This post had an incredibly hard time birthing itself into the world. I made repeated attempts to translate into binary form a host of feelings and musings and revelations that have come from this pandemic period, but nothing quite captured the gist. This post still doesn’t capture it, but I tried.

I remember the last time I tried to encapsulate this range of emotions – when I’d just been diagnosed with stage IV cancer. There are so many synchronicities between the pandemic and cancer and I say that without a hint of irony. There was the beginning of the pandemic – that period in March and April – when we were just starting to emerge into our new reality…the feeling of waking up every morning and saying “oh shit, this is real”. The isolation from family and friends. The confusion and depression. And the elephant in the room, the ever looming possibility that we – or our loved ones – could die from this disease. The possibility that if you scratched your nose the wrong way, comingled with the wrong people, or rode the elevator after someone who might have breathed out tainted droplets, you could have made an irreversible mistake.

But here’s the good news – and this comes from someone who knows a little about challenges where death is a conceivable outcome – there is always a silver lining. 
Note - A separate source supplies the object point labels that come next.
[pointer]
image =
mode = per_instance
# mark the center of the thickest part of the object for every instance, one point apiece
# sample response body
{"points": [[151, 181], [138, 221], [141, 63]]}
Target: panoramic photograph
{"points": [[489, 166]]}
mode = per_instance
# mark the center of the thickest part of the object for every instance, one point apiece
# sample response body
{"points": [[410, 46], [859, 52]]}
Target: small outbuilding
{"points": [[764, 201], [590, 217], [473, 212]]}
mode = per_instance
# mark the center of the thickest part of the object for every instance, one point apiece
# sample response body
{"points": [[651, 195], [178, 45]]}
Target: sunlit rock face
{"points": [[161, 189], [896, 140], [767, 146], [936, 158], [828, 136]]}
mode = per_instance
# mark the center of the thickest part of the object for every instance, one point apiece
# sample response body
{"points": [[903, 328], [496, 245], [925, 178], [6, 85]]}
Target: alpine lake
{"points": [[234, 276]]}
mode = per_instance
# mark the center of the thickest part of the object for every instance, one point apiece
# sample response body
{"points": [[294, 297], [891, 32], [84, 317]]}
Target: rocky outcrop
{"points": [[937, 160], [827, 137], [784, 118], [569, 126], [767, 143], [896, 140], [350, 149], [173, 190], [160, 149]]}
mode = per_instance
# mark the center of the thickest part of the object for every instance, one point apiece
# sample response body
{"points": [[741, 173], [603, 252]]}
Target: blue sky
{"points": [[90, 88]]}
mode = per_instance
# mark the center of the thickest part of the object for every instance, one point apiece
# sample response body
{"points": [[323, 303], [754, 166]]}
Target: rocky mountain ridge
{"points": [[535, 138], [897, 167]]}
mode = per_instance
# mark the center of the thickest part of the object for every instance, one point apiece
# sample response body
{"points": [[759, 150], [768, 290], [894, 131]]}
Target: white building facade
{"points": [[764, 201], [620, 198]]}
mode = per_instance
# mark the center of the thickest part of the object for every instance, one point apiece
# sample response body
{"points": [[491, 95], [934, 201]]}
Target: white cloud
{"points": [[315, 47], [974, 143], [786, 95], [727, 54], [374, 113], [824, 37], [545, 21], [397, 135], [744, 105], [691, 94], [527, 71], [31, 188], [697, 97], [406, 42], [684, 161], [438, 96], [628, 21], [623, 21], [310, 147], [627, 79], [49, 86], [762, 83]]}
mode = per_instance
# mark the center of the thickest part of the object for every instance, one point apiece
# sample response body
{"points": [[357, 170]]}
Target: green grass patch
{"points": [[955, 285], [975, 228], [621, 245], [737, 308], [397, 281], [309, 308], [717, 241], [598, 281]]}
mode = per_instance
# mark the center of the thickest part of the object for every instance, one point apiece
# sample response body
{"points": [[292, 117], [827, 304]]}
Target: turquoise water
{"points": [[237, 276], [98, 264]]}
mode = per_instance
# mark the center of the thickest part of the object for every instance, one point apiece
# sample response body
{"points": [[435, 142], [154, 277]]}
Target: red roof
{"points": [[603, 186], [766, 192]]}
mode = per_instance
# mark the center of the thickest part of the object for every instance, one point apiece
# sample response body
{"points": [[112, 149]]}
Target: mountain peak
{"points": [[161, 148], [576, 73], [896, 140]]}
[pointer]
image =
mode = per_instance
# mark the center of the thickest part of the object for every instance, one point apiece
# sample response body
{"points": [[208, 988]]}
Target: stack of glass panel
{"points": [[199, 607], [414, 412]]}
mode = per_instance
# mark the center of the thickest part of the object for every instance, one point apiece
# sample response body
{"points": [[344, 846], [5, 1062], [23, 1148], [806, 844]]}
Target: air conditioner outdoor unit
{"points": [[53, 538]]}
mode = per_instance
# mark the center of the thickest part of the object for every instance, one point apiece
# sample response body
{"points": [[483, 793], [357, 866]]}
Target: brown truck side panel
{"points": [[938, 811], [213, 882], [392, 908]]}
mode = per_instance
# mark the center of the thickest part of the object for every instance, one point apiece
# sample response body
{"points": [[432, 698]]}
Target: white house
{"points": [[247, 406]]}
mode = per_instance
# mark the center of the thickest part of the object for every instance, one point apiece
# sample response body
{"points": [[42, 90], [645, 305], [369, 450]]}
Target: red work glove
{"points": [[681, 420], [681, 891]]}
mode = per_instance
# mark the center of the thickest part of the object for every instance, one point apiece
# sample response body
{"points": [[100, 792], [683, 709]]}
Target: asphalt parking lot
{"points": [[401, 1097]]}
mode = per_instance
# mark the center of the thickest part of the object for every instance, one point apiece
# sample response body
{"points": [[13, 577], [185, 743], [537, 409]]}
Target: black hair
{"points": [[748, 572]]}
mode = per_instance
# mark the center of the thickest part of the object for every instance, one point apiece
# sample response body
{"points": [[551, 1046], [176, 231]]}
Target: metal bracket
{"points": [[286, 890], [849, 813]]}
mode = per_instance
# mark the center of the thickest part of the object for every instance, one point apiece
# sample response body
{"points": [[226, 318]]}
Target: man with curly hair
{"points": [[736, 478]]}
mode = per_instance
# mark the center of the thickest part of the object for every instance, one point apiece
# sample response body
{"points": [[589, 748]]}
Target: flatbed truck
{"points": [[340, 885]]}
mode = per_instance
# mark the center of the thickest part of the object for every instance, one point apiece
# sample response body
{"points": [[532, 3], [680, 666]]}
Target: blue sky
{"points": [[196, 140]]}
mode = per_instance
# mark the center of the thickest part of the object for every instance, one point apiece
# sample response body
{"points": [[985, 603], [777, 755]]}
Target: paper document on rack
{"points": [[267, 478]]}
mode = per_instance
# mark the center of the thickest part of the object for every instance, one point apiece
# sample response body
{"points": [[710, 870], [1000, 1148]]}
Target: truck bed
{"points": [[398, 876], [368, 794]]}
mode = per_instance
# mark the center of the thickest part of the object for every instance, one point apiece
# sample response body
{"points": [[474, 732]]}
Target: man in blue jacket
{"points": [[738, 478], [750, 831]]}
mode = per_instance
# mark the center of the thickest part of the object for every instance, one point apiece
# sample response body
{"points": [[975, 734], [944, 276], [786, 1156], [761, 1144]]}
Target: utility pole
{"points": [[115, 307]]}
I say this with a well-read nod to the slew of recent articles, such as this one and this one and this one, that have emerged on the topic of “toxic positivity”. It’s okay to not be okay they all report. Own your baggage. And I agree. It’s important to feel our feelings, not to buckle under the pressure of showing a shiny happy face to the outside world. But I also feel that it’s my duty to report that when life gets torn down to the studs, the rebuilding can often produce a better, stronger, more reliable house. We may be too lost in the weeds of our current situation to fully appreciate our opportunities for personal (and cultural) growth, but they are there. 
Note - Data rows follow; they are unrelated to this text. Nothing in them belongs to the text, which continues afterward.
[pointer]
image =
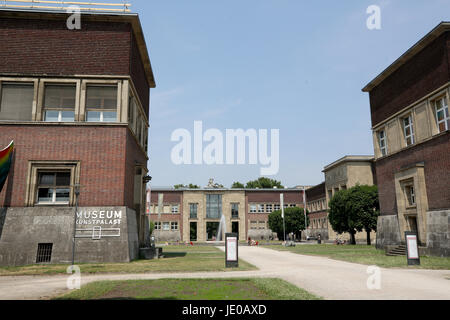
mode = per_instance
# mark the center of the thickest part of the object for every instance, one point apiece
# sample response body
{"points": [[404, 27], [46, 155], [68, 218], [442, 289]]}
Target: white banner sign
{"points": [[232, 249], [413, 251]]}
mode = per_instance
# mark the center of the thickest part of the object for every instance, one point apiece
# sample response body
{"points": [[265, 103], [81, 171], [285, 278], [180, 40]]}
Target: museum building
{"points": [[76, 105], [342, 174], [411, 122], [196, 214]]}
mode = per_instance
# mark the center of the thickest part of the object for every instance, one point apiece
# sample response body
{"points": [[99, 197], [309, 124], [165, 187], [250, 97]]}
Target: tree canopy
{"points": [[190, 186], [237, 185], [294, 221], [355, 210], [264, 183]]}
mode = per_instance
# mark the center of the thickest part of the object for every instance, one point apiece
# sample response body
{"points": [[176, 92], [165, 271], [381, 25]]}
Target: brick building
{"points": [[342, 174], [195, 214], [76, 104], [410, 120]]}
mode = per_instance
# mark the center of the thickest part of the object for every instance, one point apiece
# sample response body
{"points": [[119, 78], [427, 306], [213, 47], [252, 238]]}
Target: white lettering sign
{"points": [[232, 249], [103, 217]]}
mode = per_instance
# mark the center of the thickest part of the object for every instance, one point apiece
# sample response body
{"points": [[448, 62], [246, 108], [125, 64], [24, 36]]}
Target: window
{"points": [[101, 103], [44, 253], [53, 188], [410, 195], [16, 101], [408, 129], [59, 103], [193, 210], [442, 116], [213, 206], [131, 111], [146, 139], [382, 142], [139, 129], [235, 210]]}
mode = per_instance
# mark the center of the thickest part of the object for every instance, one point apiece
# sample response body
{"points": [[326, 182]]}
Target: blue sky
{"points": [[297, 66]]}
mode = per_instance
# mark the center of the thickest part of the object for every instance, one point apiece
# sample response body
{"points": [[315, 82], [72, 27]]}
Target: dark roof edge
{"points": [[132, 18], [410, 53]]}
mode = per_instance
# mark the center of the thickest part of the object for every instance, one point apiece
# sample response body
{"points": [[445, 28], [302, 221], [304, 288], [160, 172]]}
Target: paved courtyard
{"points": [[324, 277]]}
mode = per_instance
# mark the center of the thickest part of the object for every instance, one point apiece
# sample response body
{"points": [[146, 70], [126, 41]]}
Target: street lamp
{"points": [[76, 190]]}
I wish I could have taken a dose of my own medicine in the spring of 2020. Early quarantine nearly broke me. In an ideal world (a world very much unlike the current state, hi, yes, clearly) I would have been able to extract myself from my depression with a gentle reminder that “this too shall pass” or “may I live like the lotus, at ease in muddy water” or even “raise your damn vibration girl, you’re better than this”. But that’s the thing about depression – often you don’t know that you’re depressed until you’re waist deep in the sludge without your gaiters on, grasping for mercy while you sink.